Tasfiyenin sözlük manası, saf, duru yapmak, temizlemektir. Tasavvufta, kalbin her türlü kirden temiz ve duru hale gelmesidir. Tasfiyeye tabi tutulmuş bir kalp, Allah’ın iradesine ayna olur. Zikirden, Kur’an tilâvetinden, salât ve selamdan dolayı hem kalpte tasfiye, hem de nefiste tezkiye meydana gelir.

Kalp tasfiyesinden maksat, Allah’ın cemâl tecellilerine mazhar, rahmet-i ilâhiyeye müstağrak olmaktır. Nasıl yağmur yüklü bulutlar yeryüzüne yağmuru boşaltır da bitkiler yeşerip serpilirse, Allahu Azimüşşan’ın zatından ve azametinden yeryüzüne inmekte olan rahmet, bereket, inayet ve Rabbanî yardım her an hazır ve nazırdır. Tıpkı hava gibi. Teneffüs ettiğimiz havanın burnumuza gelmesi engellenemediği gibi, Allah’ın rahmetinin de nihayeti yoktur. Hâşâ, Allah’ın rahmeti havayla kıyaslanamaz. Çünkü havanın kalınlığı dünyanın etrafında yüzon kilometre kalınlıktadır. Oysa Allah’ın rahmeti nihayetsizdir.

Allah’ın rahmet ve inayetinden kuzular koyun, ağaçların çiçekleri meyve olur. Kötü ahlâklı iyi, noksan insan kâmil olur. Günahlar onunla mağfiret bulur, cennet onunla kazanılır.

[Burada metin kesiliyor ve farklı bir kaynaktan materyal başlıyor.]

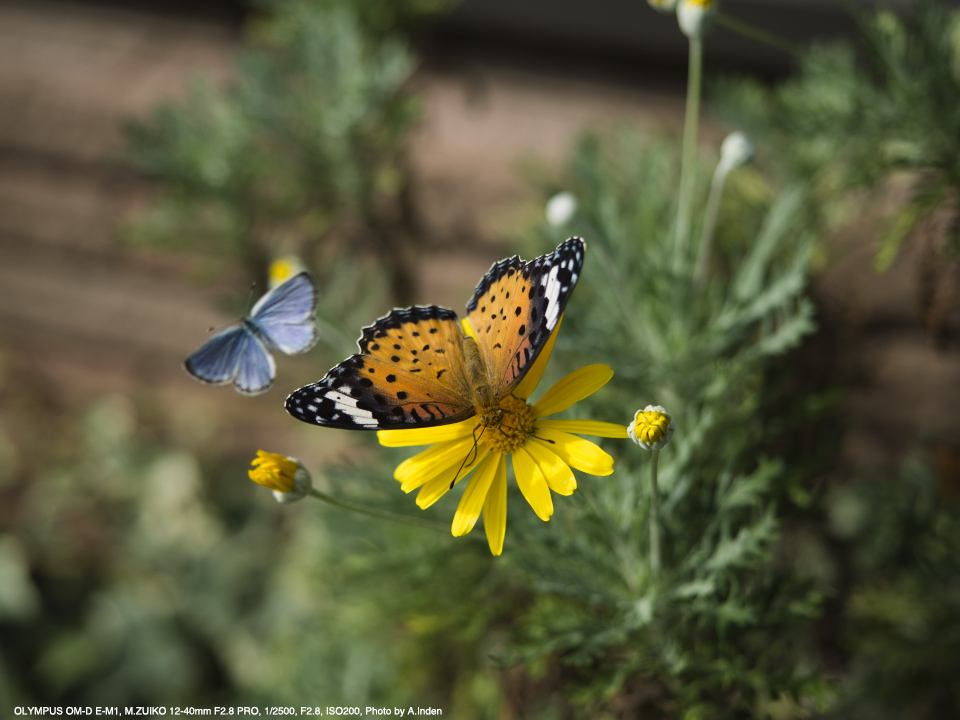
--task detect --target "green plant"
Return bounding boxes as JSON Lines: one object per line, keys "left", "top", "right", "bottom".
{"left": 481, "top": 125, "right": 827, "bottom": 717}
{"left": 823, "top": 457, "right": 960, "bottom": 719}
{"left": 126, "top": 0, "right": 422, "bottom": 301}
{"left": 715, "top": 3, "right": 960, "bottom": 272}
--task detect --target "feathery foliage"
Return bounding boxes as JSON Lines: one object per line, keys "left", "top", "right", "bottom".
{"left": 715, "top": 3, "right": 960, "bottom": 269}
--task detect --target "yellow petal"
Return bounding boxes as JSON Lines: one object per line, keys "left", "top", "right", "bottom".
{"left": 512, "top": 450, "right": 553, "bottom": 521}
{"left": 460, "top": 317, "right": 478, "bottom": 341}
{"left": 394, "top": 437, "right": 475, "bottom": 487}
{"left": 248, "top": 450, "right": 299, "bottom": 492}
{"left": 537, "top": 419, "right": 630, "bottom": 438}
{"left": 417, "top": 449, "right": 490, "bottom": 510}
{"left": 452, "top": 452, "right": 502, "bottom": 537}
{"left": 483, "top": 456, "right": 507, "bottom": 556}
{"left": 513, "top": 315, "right": 563, "bottom": 401}
{"left": 378, "top": 419, "right": 475, "bottom": 447}
{"left": 531, "top": 428, "right": 614, "bottom": 476}
{"left": 524, "top": 440, "right": 577, "bottom": 496}
{"left": 533, "top": 364, "right": 613, "bottom": 418}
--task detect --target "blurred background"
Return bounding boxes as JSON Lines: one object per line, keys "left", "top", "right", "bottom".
{"left": 1, "top": 0, "right": 958, "bottom": 716}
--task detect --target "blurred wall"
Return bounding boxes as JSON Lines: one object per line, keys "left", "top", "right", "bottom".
{"left": 437, "top": 0, "right": 925, "bottom": 75}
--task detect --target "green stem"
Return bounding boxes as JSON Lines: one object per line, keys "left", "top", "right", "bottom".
{"left": 693, "top": 165, "right": 728, "bottom": 289}
{"left": 715, "top": 14, "right": 804, "bottom": 58}
{"left": 674, "top": 36, "right": 703, "bottom": 275}
{"left": 649, "top": 448, "right": 661, "bottom": 575}
{"left": 308, "top": 488, "right": 447, "bottom": 531}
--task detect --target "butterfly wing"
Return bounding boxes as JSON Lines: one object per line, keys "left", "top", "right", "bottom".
{"left": 184, "top": 324, "right": 276, "bottom": 395}
{"left": 286, "top": 306, "right": 477, "bottom": 429}
{"left": 249, "top": 272, "right": 319, "bottom": 355}
{"left": 233, "top": 327, "right": 278, "bottom": 395}
{"left": 465, "top": 237, "right": 585, "bottom": 397}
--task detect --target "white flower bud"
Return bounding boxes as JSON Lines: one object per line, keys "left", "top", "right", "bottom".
{"left": 545, "top": 192, "right": 578, "bottom": 227}
{"left": 677, "top": 0, "right": 717, "bottom": 39}
{"left": 718, "top": 131, "right": 754, "bottom": 175}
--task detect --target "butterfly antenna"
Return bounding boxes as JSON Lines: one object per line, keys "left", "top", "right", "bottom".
{"left": 450, "top": 423, "right": 485, "bottom": 490}
{"left": 207, "top": 319, "right": 235, "bottom": 333}
{"left": 206, "top": 281, "right": 258, "bottom": 332}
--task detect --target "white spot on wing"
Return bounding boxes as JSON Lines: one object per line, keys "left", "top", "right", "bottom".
{"left": 325, "top": 390, "right": 378, "bottom": 427}
{"left": 544, "top": 266, "right": 561, "bottom": 329}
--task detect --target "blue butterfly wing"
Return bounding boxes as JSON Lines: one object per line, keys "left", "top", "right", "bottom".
{"left": 184, "top": 324, "right": 276, "bottom": 395}
{"left": 233, "top": 330, "right": 277, "bottom": 395}
{"left": 184, "top": 326, "right": 249, "bottom": 386}
{"left": 250, "top": 272, "right": 319, "bottom": 355}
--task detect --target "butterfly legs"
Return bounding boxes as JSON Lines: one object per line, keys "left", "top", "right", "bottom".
{"left": 450, "top": 422, "right": 486, "bottom": 490}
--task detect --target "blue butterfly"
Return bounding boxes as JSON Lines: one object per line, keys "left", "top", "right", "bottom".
{"left": 185, "top": 272, "right": 319, "bottom": 395}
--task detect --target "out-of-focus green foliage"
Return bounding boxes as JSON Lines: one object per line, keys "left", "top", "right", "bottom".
{"left": 0, "top": 385, "right": 508, "bottom": 711}
{"left": 814, "top": 456, "right": 960, "bottom": 720}
{"left": 126, "top": 0, "right": 423, "bottom": 301}
{"left": 715, "top": 2, "right": 960, "bottom": 269}
{"left": 253, "top": 0, "right": 461, "bottom": 41}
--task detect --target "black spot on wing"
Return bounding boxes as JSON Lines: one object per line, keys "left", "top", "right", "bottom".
{"left": 358, "top": 306, "right": 458, "bottom": 354}
{"left": 467, "top": 255, "right": 524, "bottom": 313}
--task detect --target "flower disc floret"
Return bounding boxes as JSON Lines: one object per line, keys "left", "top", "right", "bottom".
{"left": 487, "top": 395, "right": 536, "bottom": 453}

İlâhî rahmet bu kadar nihayetsiz olduğu halde, kalbimizin Allah’dan gayrı, masiva dediğimiz şeyle kirlenmesi, Allah’ın emirlerini unutup şehvetlere dalması yüzünden bir perde oluşur da, Allah’ın rahmetinin geçmesine mani olur. Bu yüzden mümin, nefsinin tezkiyesi ve kalbinin tasfiyesi ile mükelleftir. Onlarla sonuna kadar mücahede etmesi lazımdır.